The share of coal and peat of the annual climate emissions (million t CO_{2} and %)
| Year | Bio m t CO_{2} | Fossil m t CO_{2} | Coal m t CO_{2} | Peat m t CO_{2} | Coal % | Peat % | Coal and peat total % |
| 1990 | 19.3 | 53.1 | 12.0 | 5.6 | 22.6 | 10.5 | 33.1 |
| 2000 | 29.4 | 53.2 | 9.2 | 6.5 | 17.3 | 12.2 | 29.5 |
| 2004 | 32.3 | 64.3 | 15.8 | 9.3 | 24.6 | 14.5 | 39.0 |
| 2005 | 30.0 | 52.8 | 7.6 | 7.2 | 14.4 | 13.6 | 28.0 |
| 2006 | 33.9 | 64.1 | 15.4 | 9.8 | 24.0 | 15.3 | 39.3 |

Use of peat as energy and land is responsible for a third of all Finnish climate change emissions. This includes energy use, agriculture and digging ditches. Digging ditches in peat forests is also one of the major reducers of biodiversity in Finland. According to Statistics Finland use of peat as energy created 8 million tons of emissions in 2018. This includes emissions from peat storage and peat production area. Digging ditches in peatland fields in Finland created 6 million tons of emissions annually. According to Statistics Finland. digging ditches in forest lands in Finland results in 7 million tons of emission annually.

== Carbon storage ==

The storage of carbon in Finland is: bogs 6000 million tonnes, forest soil 1300 million tonnes and trees 800 million tonnes. According to senior lecturer Heikki Simola (University of East Finland) the carbon load from the ditches of bogs is 6000 tonnes pro person annually. In the south of Finland the majority of swamps have been ditched for the forest production. Kyoto protocol do not consider emissions from nature and the emissions from the land use changes.
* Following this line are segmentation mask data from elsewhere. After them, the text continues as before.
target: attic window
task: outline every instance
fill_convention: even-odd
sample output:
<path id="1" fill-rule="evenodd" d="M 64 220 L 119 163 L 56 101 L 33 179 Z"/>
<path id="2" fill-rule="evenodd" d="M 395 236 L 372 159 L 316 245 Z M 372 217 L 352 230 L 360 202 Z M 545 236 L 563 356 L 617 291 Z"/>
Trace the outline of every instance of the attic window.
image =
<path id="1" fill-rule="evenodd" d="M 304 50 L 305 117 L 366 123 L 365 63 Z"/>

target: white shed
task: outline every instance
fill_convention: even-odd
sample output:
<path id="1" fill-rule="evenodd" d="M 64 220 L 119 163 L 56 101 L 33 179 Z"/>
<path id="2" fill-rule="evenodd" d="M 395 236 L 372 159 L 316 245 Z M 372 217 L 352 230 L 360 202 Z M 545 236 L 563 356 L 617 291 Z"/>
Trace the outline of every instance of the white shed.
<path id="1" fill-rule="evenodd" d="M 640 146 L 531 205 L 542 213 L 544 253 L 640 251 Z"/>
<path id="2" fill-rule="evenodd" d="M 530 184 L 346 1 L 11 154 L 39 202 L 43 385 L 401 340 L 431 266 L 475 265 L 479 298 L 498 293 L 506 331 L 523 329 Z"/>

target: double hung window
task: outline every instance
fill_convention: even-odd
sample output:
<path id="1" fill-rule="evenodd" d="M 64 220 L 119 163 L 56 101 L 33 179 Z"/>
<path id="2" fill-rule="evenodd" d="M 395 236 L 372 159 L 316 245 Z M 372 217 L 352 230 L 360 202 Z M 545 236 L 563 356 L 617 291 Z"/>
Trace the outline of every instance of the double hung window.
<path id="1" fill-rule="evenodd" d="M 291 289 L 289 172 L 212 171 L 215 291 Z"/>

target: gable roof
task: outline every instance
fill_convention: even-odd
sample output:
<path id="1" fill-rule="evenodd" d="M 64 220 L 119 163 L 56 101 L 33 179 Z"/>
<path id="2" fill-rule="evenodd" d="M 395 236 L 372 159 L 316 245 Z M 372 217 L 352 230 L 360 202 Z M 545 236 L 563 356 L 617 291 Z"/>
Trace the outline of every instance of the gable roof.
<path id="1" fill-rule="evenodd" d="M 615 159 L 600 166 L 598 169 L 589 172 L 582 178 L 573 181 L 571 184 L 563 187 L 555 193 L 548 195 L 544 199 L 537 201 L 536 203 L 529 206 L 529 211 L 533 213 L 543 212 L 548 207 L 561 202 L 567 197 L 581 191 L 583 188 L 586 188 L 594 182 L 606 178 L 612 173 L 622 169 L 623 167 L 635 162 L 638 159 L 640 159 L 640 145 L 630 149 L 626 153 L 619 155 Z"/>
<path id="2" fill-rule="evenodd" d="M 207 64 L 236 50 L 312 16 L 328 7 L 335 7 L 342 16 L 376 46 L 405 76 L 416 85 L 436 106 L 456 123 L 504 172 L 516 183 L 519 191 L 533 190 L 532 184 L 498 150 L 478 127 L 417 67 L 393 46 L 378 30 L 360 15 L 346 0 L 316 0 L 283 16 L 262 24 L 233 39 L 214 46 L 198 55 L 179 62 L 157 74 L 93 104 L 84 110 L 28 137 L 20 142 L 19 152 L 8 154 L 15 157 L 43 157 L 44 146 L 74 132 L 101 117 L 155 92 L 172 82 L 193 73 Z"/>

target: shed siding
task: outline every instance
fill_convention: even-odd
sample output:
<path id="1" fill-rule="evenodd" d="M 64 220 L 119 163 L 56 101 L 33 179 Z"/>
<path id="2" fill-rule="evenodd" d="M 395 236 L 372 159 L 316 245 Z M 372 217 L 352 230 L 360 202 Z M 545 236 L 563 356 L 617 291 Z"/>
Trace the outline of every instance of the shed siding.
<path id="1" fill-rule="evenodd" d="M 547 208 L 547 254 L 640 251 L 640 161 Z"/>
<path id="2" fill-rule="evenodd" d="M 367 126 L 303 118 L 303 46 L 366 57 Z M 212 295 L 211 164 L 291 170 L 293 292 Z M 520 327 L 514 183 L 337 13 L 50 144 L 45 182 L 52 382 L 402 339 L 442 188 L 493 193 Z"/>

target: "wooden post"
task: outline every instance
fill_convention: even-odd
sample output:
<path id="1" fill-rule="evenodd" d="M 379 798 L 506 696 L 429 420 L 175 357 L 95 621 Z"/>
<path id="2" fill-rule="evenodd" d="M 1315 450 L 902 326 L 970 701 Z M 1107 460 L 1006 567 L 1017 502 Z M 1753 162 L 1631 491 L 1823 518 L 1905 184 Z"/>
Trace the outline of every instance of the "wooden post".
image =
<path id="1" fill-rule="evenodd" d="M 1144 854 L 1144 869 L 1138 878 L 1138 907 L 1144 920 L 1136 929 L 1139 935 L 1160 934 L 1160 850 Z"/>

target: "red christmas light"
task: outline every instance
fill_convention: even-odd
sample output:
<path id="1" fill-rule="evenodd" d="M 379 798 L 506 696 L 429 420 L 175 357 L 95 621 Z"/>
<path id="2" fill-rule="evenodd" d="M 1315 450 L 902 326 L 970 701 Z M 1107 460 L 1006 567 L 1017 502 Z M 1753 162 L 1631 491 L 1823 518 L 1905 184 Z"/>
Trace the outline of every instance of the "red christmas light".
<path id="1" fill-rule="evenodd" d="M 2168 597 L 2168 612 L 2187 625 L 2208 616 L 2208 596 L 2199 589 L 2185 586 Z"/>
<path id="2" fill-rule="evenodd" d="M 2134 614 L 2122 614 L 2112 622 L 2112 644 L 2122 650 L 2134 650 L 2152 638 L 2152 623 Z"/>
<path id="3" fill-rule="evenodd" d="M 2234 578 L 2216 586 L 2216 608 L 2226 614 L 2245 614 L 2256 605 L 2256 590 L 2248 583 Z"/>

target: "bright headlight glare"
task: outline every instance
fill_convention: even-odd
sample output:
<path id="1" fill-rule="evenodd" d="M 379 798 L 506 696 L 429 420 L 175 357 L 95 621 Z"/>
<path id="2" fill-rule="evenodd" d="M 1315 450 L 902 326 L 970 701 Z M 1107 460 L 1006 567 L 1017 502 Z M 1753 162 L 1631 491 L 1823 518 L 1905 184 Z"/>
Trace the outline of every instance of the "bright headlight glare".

== Wildlife and biodiversity==
25% of Finnish plants grow on bogs and 1/3 of Finnish birds live, at some stage, around the bog areas. Biologically there are 60-70 types of bogs. The Finnish language distinguishes the differences: ”letto, neva, räme, korpi, palsa”. More than half of the Finnish bog area had been drained by 2008. Peat collection is the most violent attack for the wild nature. During peat collection, bogs are drained and a layer of peat is stripped to a depth of several meters. Forest is often planted in the area after the peat collection. Regeneration is possible, but the complete regeneration of the bog will take tens of thousands of years. In the USA it was calculated in 2002 (Science 297 950 2002) that wetlands are economically more valuable than agricultural fields. The increase of bog biodiversity support from $6.5 billion to $45 billion can give $4400–5200 billion. economical benefit (in the world).

==New investments==
Peat is the most popular energy source in Finland for new energy investments 2005–2015. The new energy plants in Finland starting 2005-2015 have as energy source: peat 36% and hard coal 11%: combined: 47%. The major carbon dioxide emitting peat plants during 2005-15 are/will be ( kt): PVO 2700 kt, Jyväskylän Energia 561 kt, Etelä-Pohjanmaan Voima Oy (EPV Energia) 374 kt, Kuopion Energia 186 kt, UPM Kymmene 135 kt and Vapo 69 kt. EPV Energy is partner in TVO nuclear plants and Jyväskylän and Kuopion Energia partners in Fennovoima nuclear plants in Finland.

According to IEA country report the Finnish subsidies for peat undermine the goal to reduce CO_{2} emissions and counteracts other environmental policies and The European Union emissions trading scheme. IEA recommends to adhere to the timetable to phase out the peat subsidies in 2010. "To encourage sustained production of peat in the face of negative incentives from the European Union’s emissions trading scheme for greenhouse gases, Finland has put in place a premium tariff scheme to subsidise peat. The premium tariff is designed to directly counter the effect of the European Union’s emissions trading scheme."

In April 2022 Neova said it would restart cutting for peat energy in Finland, due to the reduction in wood imports from Russia.